Shying away from familiar Christian clichés, spirituality is powerfully woven throughout, yet artfully understated. Thus the Anderson University alum cleverly examines the nuts and bolts of faith with "Maybe Tomorrow," while "I Didn't Think I'd See You Here Today" serves as a thoughtful reminder of God's love in all seasons of life.

Colorado Springs Gazette (Bill Reed)

Far Better than Okay
Jeff Caylor calls his music “acoustic soul,” which is a nice handle to describe the range he covers. The Colorado Springs musician recently released his debut album, “Okay,” and it showcases a talent local music fans will want to get to know better... He is a folkie who, unlike many of his brethren, embraces rhythmic complexity. It’s clear from the first track, “Almost Flew,” with the sweet groove of the acoustic guitar, bass, hand drums and maracas forming a rich backdrop for his vocals... The quiet finale, “I Didn’t Think I’d See You Here Today,” brings us down easy. All in all, the musical journey is far better than “Okay.”

#5 CD of 2007
It's rare for a relatively unknown artist to crack this list without promotion, recording budget, and such to garner attention. But with creative songwriting and professional musicianship, Jeff Caylor has both talent and word-of-mouth on his side. Stylistically, his jazzy folk-pop closely resembles early John Mayer and Bebo Norman ("Almost Flew," "Maybe Tomorrow"), yet there are plenty of slick piano solos, upright bass, and funky drumming to set Caylor apart from similar artists.

Get a front seat on the Jeff Caylor bandwagon
New artist Jeff Caylor leaps onto the scene with his independent release, Okay. Stylistically, the album dips its toe into several genre pools to complement the subject matter of Caylor’s thoughtful, contemporary lyrics.
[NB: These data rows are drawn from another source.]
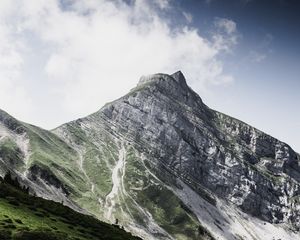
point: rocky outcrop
(165, 165)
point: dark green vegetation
(26, 217)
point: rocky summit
(162, 164)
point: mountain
(25, 217)
(164, 165)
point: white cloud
(93, 51)
(225, 36)
(188, 17)
(257, 57)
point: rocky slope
(164, 164)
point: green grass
(11, 153)
(25, 217)
(168, 211)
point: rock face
(166, 166)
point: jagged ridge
(162, 140)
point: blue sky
(61, 60)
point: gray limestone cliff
(166, 166)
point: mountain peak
(177, 77)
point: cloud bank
(64, 59)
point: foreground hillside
(25, 217)
(164, 164)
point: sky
(64, 59)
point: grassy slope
(27, 217)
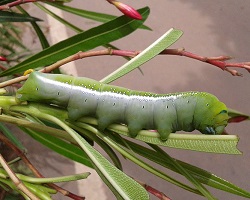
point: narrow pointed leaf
(6, 16)
(99, 17)
(85, 41)
(68, 150)
(150, 52)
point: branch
(218, 61)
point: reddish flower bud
(126, 10)
(3, 58)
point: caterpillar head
(30, 90)
(213, 116)
(40, 87)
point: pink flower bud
(3, 58)
(126, 10)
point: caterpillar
(166, 113)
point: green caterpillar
(167, 113)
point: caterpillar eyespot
(166, 113)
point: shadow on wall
(229, 27)
(230, 24)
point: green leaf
(203, 176)
(68, 150)
(99, 17)
(207, 143)
(44, 42)
(6, 16)
(11, 137)
(85, 41)
(150, 52)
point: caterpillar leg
(164, 134)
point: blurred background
(211, 28)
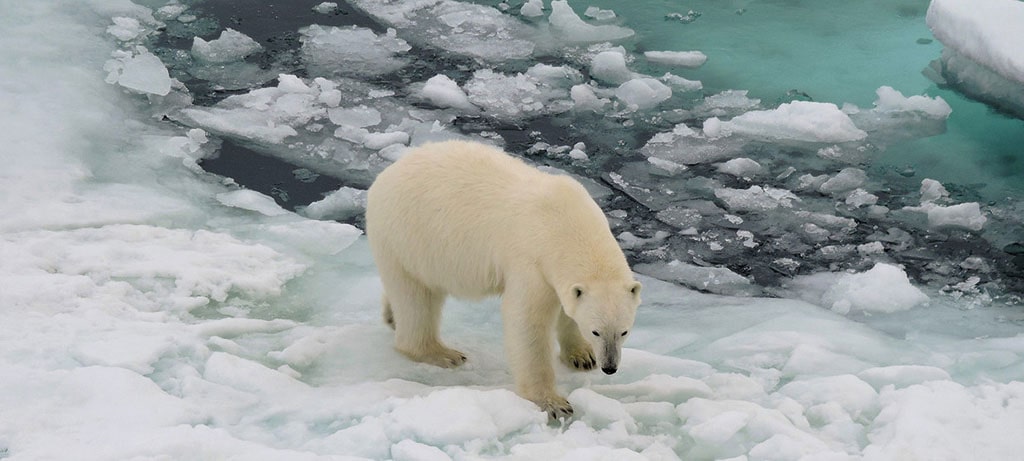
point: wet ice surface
(154, 309)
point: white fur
(468, 220)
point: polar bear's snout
(609, 363)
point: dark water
(930, 256)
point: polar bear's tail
(386, 310)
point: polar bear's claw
(582, 359)
(559, 408)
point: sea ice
(230, 46)
(712, 280)
(351, 51)
(142, 72)
(476, 31)
(885, 288)
(609, 67)
(678, 58)
(444, 92)
(981, 56)
(326, 7)
(517, 96)
(532, 8)
(132, 280)
(643, 93)
(741, 167)
(568, 27)
(798, 121)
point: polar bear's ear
(635, 289)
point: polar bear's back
(453, 214)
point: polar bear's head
(604, 313)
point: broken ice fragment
(230, 46)
(566, 25)
(145, 73)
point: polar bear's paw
(580, 358)
(556, 407)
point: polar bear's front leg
(576, 352)
(528, 317)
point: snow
(141, 72)
(154, 310)
(678, 58)
(444, 92)
(981, 56)
(569, 27)
(326, 7)
(609, 67)
(884, 288)
(231, 45)
(475, 31)
(799, 121)
(352, 50)
(643, 93)
(532, 8)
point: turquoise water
(837, 51)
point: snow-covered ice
(155, 310)
(982, 55)
(230, 45)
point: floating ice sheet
(475, 31)
(982, 56)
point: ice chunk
(253, 201)
(444, 92)
(902, 375)
(413, 451)
(860, 198)
(756, 198)
(885, 288)
(741, 167)
(643, 93)
(965, 215)
(532, 8)
(609, 67)
(799, 121)
(230, 46)
(982, 55)
(356, 117)
(714, 280)
(726, 103)
(932, 191)
(457, 415)
(847, 179)
(515, 96)
(144, 73)
(584, 98)
(681, 83)
(126, 29)
(678, 58)
(891, 100)
(566, 25)
(352, 50)
(598, 13)
(476, 31)
(855, 396)
(326, 8)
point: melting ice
(801, 302)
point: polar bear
(468, 220)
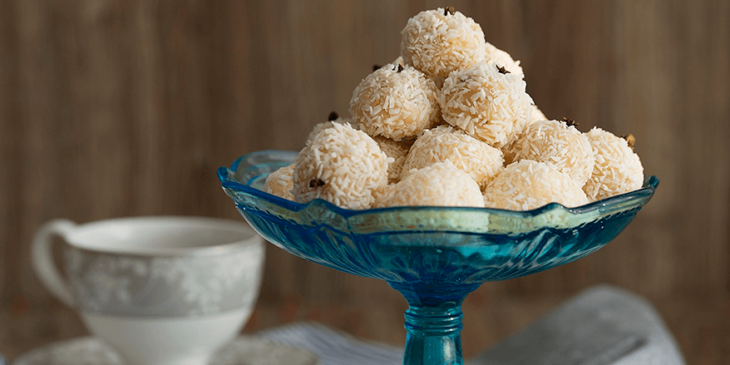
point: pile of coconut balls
(449, 124)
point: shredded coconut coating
(438, 44)
(395, 102)
(478, 159)
(558, 145)
(342, 166)
(439, 184)
(280, 183)
(324, 125)
(486, 104)
(509, 150)
(502, 58)
(537, 114)
(530, 184)
(617, 169)
(398, 152)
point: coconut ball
(440, 41)
(478, 159)
(537, 114)
(280, 183)
(395, 102)
(398, 152)
(527, 184)
(502, 58)
(487, 102)
(439, 184)
(508, 150)
(331, 120)
(558, 144)
(342, 166)
(617, 169)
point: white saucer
(92, 351)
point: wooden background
(115, 108)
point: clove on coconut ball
(395, 102)
(617, 169)
(502, 58)
(438, 42)
(558, 144)
(398, 152)
(478, 159)
(439, 184)
(342, 166)
(331, 120)
(279, 182)
(487, 102)
(527, 184)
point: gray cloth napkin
(601, 326)
(334, 347)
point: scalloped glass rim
(259, 164)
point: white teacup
(160, 290)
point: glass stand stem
(433, 322)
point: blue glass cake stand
(434, 256)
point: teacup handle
(43, 263)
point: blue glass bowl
(434, 256)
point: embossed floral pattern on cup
(163, 286)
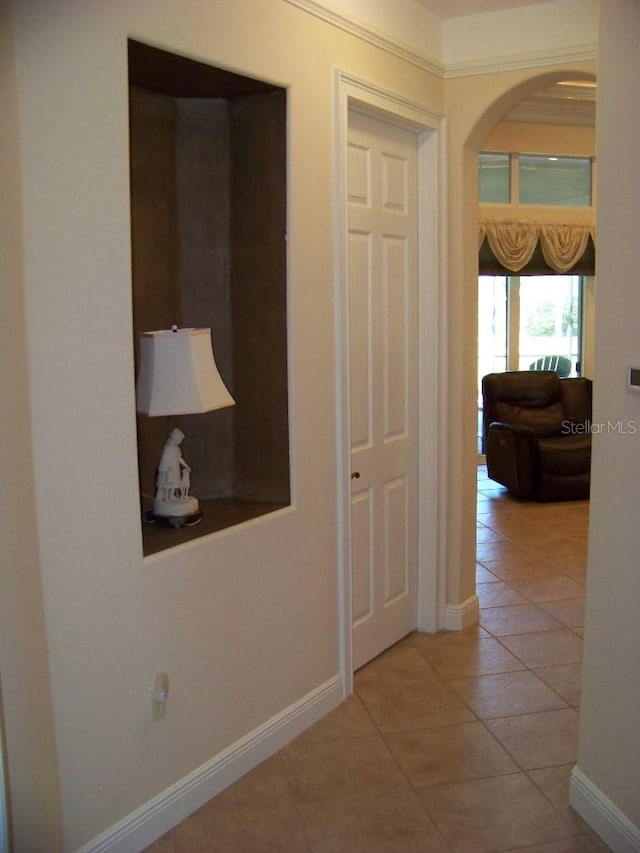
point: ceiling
(459, 8)
(573, 102)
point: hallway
(460, 742)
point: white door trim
(352, 93)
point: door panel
(382, 283)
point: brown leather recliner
(537, 434)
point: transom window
(534, 179)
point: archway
(571, 139)
(475, 104)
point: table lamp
(178, 375)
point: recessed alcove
(208, 235)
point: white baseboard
(156, 817)
(457, 617)
(602, 815)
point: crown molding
(515, 62)
(369, 35)
(491, 65)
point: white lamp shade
(178, 374)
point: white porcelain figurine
(172, 500)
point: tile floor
(459, 742)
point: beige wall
(27, 708)
(245, 623)
(609, 755)
(538, 138)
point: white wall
(606, 784)
(245, 622)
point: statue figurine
(172, 500)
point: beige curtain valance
(513, 243)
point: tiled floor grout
(451, 743)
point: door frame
(352, 93)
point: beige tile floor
(452, 743)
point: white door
(382, 285)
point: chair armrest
(511, 452)
(519, 430)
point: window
(494, 178)
(554, 180)
(523, 319)
(534, 179)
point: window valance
(513, 244)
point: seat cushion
(565, 456)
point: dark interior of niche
(208, 235)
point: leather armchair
(537, 436)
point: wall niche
(208, 234)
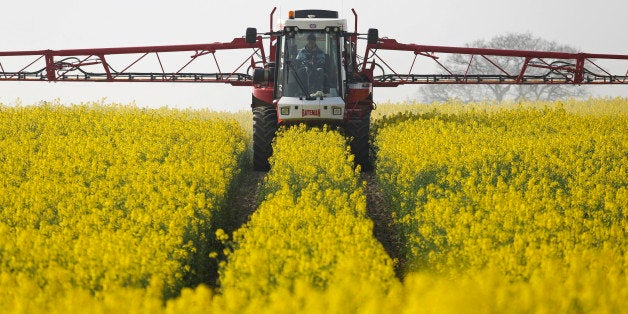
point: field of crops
(512, 208)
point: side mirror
(251, 35)
(373, 36)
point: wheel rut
(384, 231)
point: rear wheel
(264, 128)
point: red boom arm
(552, 67)
(99, 65)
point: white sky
(590, 26)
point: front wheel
(264, 128)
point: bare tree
(514, 41)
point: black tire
(264, 128)
(358, 130)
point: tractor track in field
(378, 210)
(244, 201)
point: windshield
(309, 65)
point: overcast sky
(589, 26)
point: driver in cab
(312, 61)
(311, 55)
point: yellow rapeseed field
(516, 208)
(102, 197)
(527, 204)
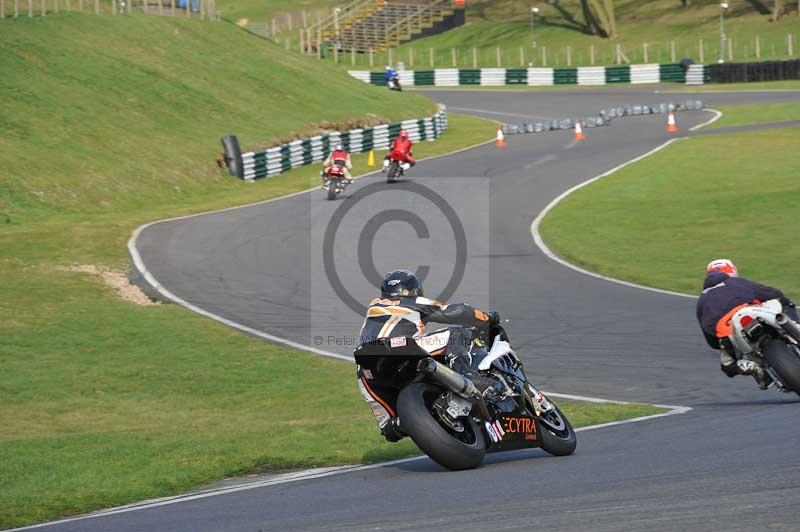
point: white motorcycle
(766, 335)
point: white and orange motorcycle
(765, 334)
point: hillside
(559, 24)
(108, 123)
(109, 113)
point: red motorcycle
(395, 165)
(334, 180)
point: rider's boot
(392, 430)
(762, 378)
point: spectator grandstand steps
(381, 24)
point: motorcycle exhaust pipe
(790, 326)
(455, 382)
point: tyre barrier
(274, 161)
(603, 118)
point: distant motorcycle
(394, 84)
(456, 417)
(395, 166)
(768, 337)
(334, 180)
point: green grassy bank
(659, 221)
(109, 123)
(560, 34)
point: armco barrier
(274, 161)
(748, 72)
(451, 77)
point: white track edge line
(292, 477)
(316, 473)
(539, 241)
(142, 268)
(717, 116)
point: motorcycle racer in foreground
(402, 310)
(724, 293)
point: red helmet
(724, 266)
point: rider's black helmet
(401, 283)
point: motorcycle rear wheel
(556, 435)
(441, 444)
(785, 362)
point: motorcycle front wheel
(394, 170)
(556, 435)
(451, 449)
(785, 362)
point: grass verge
(107, 402)
(659, 221)
(742, 115)
(561, 35)
(108, 123)
(792, 84)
Each genre, however is closely related to the next, effectively creating a common thread throughout.

Can't wait to see what comes next
There are a few artists out there doing well-crafted understated folk-pop, but not all of them can boast the eclectic intelligence of Okay, the oddly titled but well-rounded debut from Colorado indie artist Jeff Caylor. He’s got an ear for distinctive instrumentation and the power of the well-turned phrase, as well as an intelligent subtlety that greatly enhances the eleven tracks of Okay.